Opiot and opioid analgesics (psychic addiction, mild to severe, physiological addiction, mild to severe; abrupt withdrawal is unlikely to be fatal):
- Morphine and codeine
- Semisynthetic opiates such as heroin (diacetylmorphine; morphine diacetate), oxycodone, buprenorphine, and hydromorphone.
- Opioid total synthesis, such as fentanyl, meperidine / pethidine, and methadone.
Drugs in bold are the ones alkaloid compounds. An article in the journal Lancet compared the 20 dangerous and addictive drugs, using a scale of 0 to 3 for physical addiction, psychological addiction, and pleasure to create a mean score for addiction.
Highest rank was on morphine.

Mechanism of action

             Cocaine modify the action of dopamine in the brain. Dopamine-rich area is the ventral tegmental area, the nucleus accumbens and the caudate nucleus - these areas are collectively called the brain's 'reward pathway'. Cocaine binds to the dopamine transporter re-uptake at the pre-synaptic membrane of the dopaminergic neurons. This bond inhibiting dopamine removal from the synaptic cleft and the next is degraded by monoamine oxidase (MAO) in the nerve terminal. Dopamine is still lagging behind in the synaptic cleft and free form binds to receptors on the post synaptic membrane, causing further nerve impulses. The increase in the activation of dopaminergic reward pathways trigger feelings of euphoria.

Cocaine acts on the pleasure circuit to prevent reabsorption of dopamine neurotranmitter after being released from nerve cells. Normally, neurons release dopamine release in the pleasure circuit, then pass through the synapse to another neuron stimulate pleasure circuits. Once this process is completed, will be taken again by the dopamine transporter molecules and bring back the original neurons.
Cocaine binds transpoter turns so as to prevent the reabsorption of dopamine. This causes an increase in dopamine in the synapse, the result is a strong feeling emerged and even euphoria.

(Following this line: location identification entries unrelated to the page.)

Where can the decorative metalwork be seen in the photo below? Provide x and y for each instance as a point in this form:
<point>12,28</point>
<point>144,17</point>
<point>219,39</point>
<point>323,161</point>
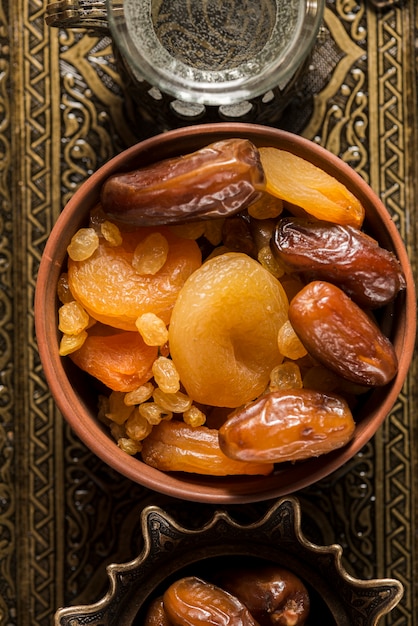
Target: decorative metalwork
<point>64,516</point>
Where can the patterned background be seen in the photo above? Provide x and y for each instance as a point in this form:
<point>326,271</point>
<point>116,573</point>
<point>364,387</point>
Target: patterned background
<point>63,112</point>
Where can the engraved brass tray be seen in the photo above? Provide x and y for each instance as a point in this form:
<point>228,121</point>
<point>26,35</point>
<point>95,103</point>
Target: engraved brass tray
<point>64,515</point>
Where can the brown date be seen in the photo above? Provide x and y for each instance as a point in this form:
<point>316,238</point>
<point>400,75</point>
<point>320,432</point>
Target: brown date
<point>215,181</point>
<point>191,601</point>
<point>156,614</point>
<point>287,425</point>
<point>341,336</point>
<point>274,595</point>
<point>174,446</point>
<point>343,255</point>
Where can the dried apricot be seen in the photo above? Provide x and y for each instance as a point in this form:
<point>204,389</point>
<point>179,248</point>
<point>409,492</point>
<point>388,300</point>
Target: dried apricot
<point>174,446</point>
<point>120,359</point>
<point>224,328</point>
<point>302,183</point>
<point>113,292</point>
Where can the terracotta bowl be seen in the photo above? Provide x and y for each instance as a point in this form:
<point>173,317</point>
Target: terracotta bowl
<point>171,551</point>
<point>73,393</point>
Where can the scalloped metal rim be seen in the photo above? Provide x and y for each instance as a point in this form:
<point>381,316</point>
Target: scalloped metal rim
<point>170,546</point>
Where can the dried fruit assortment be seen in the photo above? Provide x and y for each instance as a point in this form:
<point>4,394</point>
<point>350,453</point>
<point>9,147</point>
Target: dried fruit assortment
<point>265,595</point>
<point>225,299</point>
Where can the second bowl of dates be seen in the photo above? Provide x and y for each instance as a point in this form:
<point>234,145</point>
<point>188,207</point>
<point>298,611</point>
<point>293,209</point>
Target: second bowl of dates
<point>263,573</point>
<point>276,321</point>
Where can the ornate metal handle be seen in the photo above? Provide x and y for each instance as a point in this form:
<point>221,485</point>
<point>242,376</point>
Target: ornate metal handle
<point>90,14</point>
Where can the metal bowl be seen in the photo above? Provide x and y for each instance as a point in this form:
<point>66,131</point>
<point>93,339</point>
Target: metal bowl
<point>171,551</point>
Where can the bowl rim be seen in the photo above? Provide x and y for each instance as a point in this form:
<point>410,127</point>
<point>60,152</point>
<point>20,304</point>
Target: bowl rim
<point>230,489</point>
<point>278,532</point>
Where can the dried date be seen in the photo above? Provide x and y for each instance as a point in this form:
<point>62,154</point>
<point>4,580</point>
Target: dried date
<point>215,181</point>
<point>343,255</point>
<point>274,595</point>
<point>341,336</point>
<point>191,601</point>
<point>177,447</point>
<point>287,425</point>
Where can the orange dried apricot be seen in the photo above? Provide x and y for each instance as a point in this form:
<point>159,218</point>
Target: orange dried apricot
<point>113,292</point>
<point>302,183</point>
<point>223,331</point>
<point>119,359</point>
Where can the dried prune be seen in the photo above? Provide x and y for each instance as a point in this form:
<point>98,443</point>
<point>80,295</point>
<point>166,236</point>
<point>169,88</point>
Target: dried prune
<point>274,596</point>
<point>215,181</point>
<point>191,601</point>
<point>341,336</point>
<point>287,425</point>
<point>174,446</point>
<point>343,255</point>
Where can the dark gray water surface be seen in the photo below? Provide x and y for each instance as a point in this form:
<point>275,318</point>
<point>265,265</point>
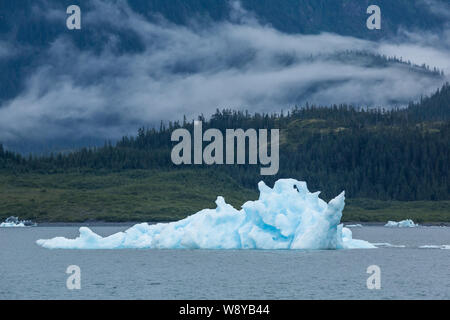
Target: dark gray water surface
<point>28,271</point>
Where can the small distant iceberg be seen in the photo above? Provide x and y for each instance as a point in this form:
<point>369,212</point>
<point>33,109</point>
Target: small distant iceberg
<point>389,245</point>
<point>14,222</point>
<point>402,224</point>
<point>443,247</point>
<point>285,217</point>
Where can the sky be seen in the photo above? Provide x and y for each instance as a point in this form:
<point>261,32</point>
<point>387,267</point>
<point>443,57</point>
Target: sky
<point>191,70</point>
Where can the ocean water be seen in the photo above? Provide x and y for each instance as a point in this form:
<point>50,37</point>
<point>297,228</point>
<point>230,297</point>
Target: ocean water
<point>28,271</point>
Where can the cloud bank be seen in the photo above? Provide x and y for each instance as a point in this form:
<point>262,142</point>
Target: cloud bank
<point>192,70</point>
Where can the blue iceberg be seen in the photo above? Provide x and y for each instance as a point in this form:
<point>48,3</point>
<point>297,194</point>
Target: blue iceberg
<point>285,217</point>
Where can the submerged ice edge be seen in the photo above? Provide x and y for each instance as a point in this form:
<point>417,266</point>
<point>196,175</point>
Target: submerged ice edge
<point>286,216</point>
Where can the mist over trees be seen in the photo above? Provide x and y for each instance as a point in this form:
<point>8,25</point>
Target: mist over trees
<point>378,154</point>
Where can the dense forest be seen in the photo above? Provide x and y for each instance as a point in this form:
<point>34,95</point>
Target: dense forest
<point>378,154</point>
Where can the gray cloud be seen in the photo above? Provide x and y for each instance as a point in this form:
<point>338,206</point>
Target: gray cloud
<point>191,70</point>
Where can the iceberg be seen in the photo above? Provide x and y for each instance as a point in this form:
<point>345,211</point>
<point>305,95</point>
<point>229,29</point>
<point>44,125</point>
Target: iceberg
<point>286,216</point>
<point>402,224</point>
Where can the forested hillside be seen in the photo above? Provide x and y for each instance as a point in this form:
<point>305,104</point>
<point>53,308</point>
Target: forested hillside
<point>377,154</point>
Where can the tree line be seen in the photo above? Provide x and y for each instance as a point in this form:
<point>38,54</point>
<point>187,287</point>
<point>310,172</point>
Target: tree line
<point>399,154</point>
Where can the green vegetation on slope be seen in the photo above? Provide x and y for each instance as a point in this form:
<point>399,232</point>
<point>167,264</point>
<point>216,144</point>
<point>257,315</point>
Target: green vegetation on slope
<point>138,195</point>
<point>151,195</point>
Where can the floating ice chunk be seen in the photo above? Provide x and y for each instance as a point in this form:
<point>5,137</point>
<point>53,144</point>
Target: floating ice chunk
<point>11,225</point>
<point>285,217</point>
<point>402,224</point>
<point>389,245</point>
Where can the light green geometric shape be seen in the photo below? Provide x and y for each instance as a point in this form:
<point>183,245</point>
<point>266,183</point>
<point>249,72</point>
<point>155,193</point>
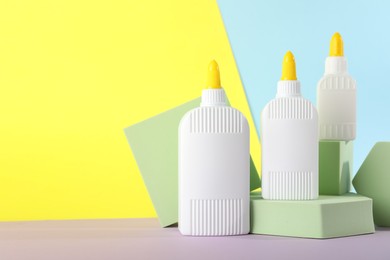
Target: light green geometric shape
<point>326,217</point>
<point>373,180</point>
<point>154,143</point>
<point>335,167</point>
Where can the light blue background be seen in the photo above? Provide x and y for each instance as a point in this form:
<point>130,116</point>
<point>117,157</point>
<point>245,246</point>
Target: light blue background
<point>260,33</point>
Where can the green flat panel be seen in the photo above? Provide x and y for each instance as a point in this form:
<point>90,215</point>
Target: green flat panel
<point>154,143</point>
<point>373,180</point>
<point>326,217</point>
<point>335,167</point>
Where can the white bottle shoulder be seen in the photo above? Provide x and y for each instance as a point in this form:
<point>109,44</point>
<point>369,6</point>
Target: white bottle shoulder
<point>218,119</point>
<point>336,82</point>
<point>289,108</point>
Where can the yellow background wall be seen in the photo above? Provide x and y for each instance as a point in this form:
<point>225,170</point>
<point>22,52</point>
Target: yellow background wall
<point>73,75</point>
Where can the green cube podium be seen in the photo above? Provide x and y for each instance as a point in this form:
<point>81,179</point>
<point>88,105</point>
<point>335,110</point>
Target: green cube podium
<point>335,167</point>
<point>326,217</point>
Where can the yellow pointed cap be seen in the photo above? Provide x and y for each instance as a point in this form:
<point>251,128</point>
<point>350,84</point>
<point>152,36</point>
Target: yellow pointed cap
<point>336,45</point>
<point>213,78</point>
<point>288,67</point>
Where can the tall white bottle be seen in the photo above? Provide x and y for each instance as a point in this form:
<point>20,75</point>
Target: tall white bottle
<point>213,166</point>
<point>336,96</point>
<point>289,136</point>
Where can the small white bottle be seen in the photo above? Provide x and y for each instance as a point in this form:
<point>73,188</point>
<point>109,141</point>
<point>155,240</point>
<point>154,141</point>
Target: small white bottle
<point>289,136</point>
<point>336,96</point>
<point>214,166</point>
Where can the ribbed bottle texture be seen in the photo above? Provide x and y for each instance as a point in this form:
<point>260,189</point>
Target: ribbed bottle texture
<point>216,217</point>
<point>224,120</point>
<point>286,185</point>
<point>290,108</point>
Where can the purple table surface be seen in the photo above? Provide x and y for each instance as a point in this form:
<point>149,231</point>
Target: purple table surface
<point>144,239</point>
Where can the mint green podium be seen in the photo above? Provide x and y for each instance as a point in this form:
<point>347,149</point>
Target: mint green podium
<point>327,217</point>
<point>373,180</point>
<point>335,167</point>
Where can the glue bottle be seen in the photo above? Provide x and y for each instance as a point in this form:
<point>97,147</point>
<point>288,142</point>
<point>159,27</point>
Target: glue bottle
<point>213,166</point>
<point>289,136</point>
<point>336,96</point>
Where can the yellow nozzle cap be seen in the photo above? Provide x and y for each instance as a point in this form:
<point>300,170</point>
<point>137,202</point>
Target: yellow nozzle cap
<point>336,45</point>
<point>213,79</point>
<point>288,67</point>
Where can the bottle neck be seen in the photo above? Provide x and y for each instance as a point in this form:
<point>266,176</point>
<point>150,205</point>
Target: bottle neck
<point>213,97</point>
<point>336,65</point>
<point>288,88</point>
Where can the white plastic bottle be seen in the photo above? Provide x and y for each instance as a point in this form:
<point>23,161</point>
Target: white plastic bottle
<point>336,96</point>
<point>214,166</point>
<point>289,135</point>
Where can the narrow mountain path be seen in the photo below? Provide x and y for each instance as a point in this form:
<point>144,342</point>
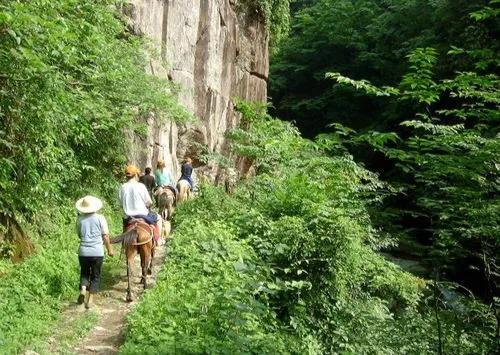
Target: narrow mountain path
<point>102,327</point>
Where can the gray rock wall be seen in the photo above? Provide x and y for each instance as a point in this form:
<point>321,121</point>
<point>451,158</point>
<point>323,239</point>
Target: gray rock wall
<point>214,53</point>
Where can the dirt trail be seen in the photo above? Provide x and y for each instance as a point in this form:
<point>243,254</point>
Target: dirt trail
<point>111,308</point>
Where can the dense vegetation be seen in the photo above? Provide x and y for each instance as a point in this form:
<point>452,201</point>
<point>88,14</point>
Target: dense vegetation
<point>416,101</point>
<point>289,264</point>
<point>71,77</point>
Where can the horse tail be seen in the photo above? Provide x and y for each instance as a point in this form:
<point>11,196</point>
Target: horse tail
<point>128,238</point>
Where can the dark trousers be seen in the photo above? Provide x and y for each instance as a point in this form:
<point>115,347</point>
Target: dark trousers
<point>90,272</point>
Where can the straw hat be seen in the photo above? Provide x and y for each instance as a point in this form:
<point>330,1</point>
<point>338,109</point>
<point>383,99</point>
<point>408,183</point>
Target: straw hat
<point>88,204</point>
<point>131,170</point>
<point>160,164</point>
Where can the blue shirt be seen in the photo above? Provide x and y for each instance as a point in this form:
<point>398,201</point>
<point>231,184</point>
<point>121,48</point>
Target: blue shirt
<point>90,228</point>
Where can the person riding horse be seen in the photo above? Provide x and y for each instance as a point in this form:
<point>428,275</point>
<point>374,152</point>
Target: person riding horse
<point>136,201</point>
<point>187,171</point>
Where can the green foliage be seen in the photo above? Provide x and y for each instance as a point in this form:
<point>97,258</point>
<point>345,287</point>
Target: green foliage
<point>276,15</point>
<point>288,265</point>
<point>31,293</point>
<point>452,157</point>
<point>72,81</point>
<point>366,39</point>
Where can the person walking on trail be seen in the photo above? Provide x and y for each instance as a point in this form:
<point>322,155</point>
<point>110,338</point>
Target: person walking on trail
<point>163,177</point>
<point>148,180</point>
<point>187,171</point>
<point>92,229</point>
<point>136,201</point>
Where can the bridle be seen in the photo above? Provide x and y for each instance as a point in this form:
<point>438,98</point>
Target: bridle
<point>140,225</point>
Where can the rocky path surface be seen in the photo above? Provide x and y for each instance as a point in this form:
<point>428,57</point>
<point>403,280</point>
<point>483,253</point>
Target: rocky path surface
<point>110,309</point>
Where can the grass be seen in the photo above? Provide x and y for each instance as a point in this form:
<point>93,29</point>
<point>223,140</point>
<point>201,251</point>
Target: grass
<point>33,293</point>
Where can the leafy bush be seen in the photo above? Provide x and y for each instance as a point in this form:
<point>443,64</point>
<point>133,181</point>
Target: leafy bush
<point>291,257</point>
<point>72,76</point>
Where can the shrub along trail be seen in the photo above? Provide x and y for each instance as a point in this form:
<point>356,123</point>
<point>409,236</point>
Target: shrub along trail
<point>100,330</point>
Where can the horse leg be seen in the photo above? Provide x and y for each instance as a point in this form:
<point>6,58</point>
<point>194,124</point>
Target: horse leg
<point>145,260</point>
<point>150,267</point>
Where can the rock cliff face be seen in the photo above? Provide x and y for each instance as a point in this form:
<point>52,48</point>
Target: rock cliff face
<point>214,52</point>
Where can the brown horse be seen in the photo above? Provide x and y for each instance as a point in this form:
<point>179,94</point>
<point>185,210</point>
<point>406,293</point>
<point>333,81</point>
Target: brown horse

Excess dopamine accumulates in the synapses of neurons that have led to decreased number of dopamine receptors receptors they make. It was named after down-regulation. When cocaine is not given and jumlahna decreased to normal conditions (low concentration), the small number of available receptors for the neurotransmitter dopamine to be not enough to activate nerve cells. During the "craving," the experience will be very strong addict and need medication to achieve the level of dopamine back. Cocaine can also bind to other neurotransmitters, including serotonin and norepinephrine, and blocking reuptake.
Cocaine found to specifically affect the prefrontal cortex and the amygdala, which is involved in memory and learning aspects. The amygdala has been associated with the emotional aspects of memory. Experts believe that the neural networks involved in parts of the brain that react to the environment and enable memory, and triggers biochemical changes in producing cocaine craving.